Au même moment, alors que le
monde entier a depuis une semaine les yeux fixés sur les files d’attente formées par
les insoumis russes aux frontières de leur pays, un scandale inouï
et connexe éclate à Montevideo : le chef de la sécurité du
président Luis Lacalle Pou est compromis dans un trafic de faux
papiers qui permettaient à des citoyens russes d’obtenir un
passeport uruguayen ! Ce week-end, le garde du corps
accompagnait le président à l’étranger pour un week-end de
détente. Il a été arrêté hier à la descente de l’avion à la
stupéfaction du chef de l’État qui assure qu’il ignorait tout (la stupéfaction se lit sur son visage).
Pourtant le bonhomme n’est pas blanc-bleu. De façon assez difficilement compréhensible pour une personne de confiance si proche d’un chef d’État, il accumule les antécédents délictueux : une vingtaine d’affaires louches qui l’impliquent ont pu être identifiées dans les archives policières et judiciaires uruguayennes. Voilà vingt-trois ans que ce type fait partie du personnel de la famille Lacalle qu’il avait commencé à servir en 1999 en qualité de chauffeur de maître.
Une instruction judiciaire est lancée.
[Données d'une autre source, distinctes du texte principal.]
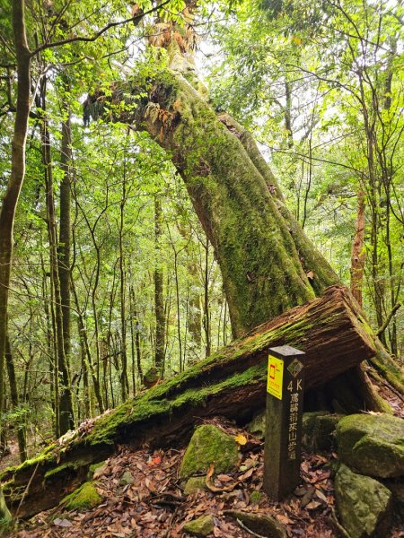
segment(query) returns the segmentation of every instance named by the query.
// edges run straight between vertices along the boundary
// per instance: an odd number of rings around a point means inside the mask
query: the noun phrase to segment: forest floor
[[[129,447],[107,460],[96,473],[97,490],[102,502],[91,510],[64,511],[63,506],[21,523],[18,538],[163,538],[186,536],[185,522],[212,515],[214,533],[209,536],[243,538],[259,536],[240,526],[226,510],[266,514],[285,525],[289,537],[332,538],[343,536],[335,511],[332,461],[337,455],[303,454],[302,482],[283,502],[271,502],[261,492],[263,443],[228,421],[209,421],[228,434],[243,436],[242,459],[237,471],[209,479],[206,490],[185,496],[178,479],[185,447],[132,451]],[[125,472],[132,484],[121,485]],[[98,474],[98,475],[97,475]],[[259,502],[251,500],[254,491],[262,493]],[[255,493],[252,499],[256,498]],[[398,520],[391,538],[403,538]],[[386,537],[387,538],[387,537]]]
[[[388,386],[379,386],[398,416],[404,416],[401,399]],[[266,514],[285,525],[289,537],[332,538],[344,536],[335,508],[332,462],[335,452],[303,453],[302,482],[294,493],[283,502],[271,502],[262,492],[263,443],[234,424],[209,421],[228,434],[242,436],[242,458],[239,468],[217,479],[208,479],[206,489],[184,495],[178,472],[186,447],[180,449],[152,450],[145,447],[131,450],[119,447],[115,456],[96,473],[101,503],[89,510],[66,511],[63,505],[42,512],[27,522],[20,522],[12,536],[16,538],[163,538],[181,537],[184,523],[206,514],[215,520],[209,536],[243,538],[258,534],[248,531],[227,510]],[[4,457],[8,464],[15,450]],[[7,461],[8,460],[8,461]],[[2,462],[2,466],[5,462]],[[125,472],[133,483],[122,485]],[[259,502],[257,493],[261,493]],[[46,492],[44,492],[46,494]],[[255,501],[255,502],[254,502]],[[387,537],[386,537],[387,538]],[[404,538],[402,522],[394,520],[391,538]]]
L’homme est en garde à vue et sera sans doute placé sous écrou sous peu.
Pour aller plus loin :
lire l’article de El País (droite libérale)
lire l’article de El Observador
lire l’article de La Nación (journal argentin de la droite libérale)
Ajout du 28 septembre 2022 :
Le
Frente Amplio a préféré hier s’abstenir de prendre la moindre
mesure contre ce directeur de son conseil des Affaires étrangères,
parti faire des études à Moscou et envoyé par la Fédération de
Russie pour légitimer son occupation du territoire ukrainien.
L’organisation politique reste dans l’ambiguïté
même si son président a affirmé que sa formation n’avait aucune
responsabilité dans le rôle que le militant a joué dans la
procédure russe en Ukraine. Il parle lui-même d’« invasion
russe ».
Pour aller plus loin :
lire l’article de El País
lire l’article de El Diario R/GrupoRmultimedio
(1) Outre l’Uruguay, les pays concernés sont la Russie (on n’est jamais mieux servi que par soi-même !), la Biélorussie, la Syrie, l’Égypte, le Brésil, le Venezuela, le Togo et l’Afrique du Sud. Rien que des pays crédibles pour fournir des observateurs impartiaux aux yeux de Poutine.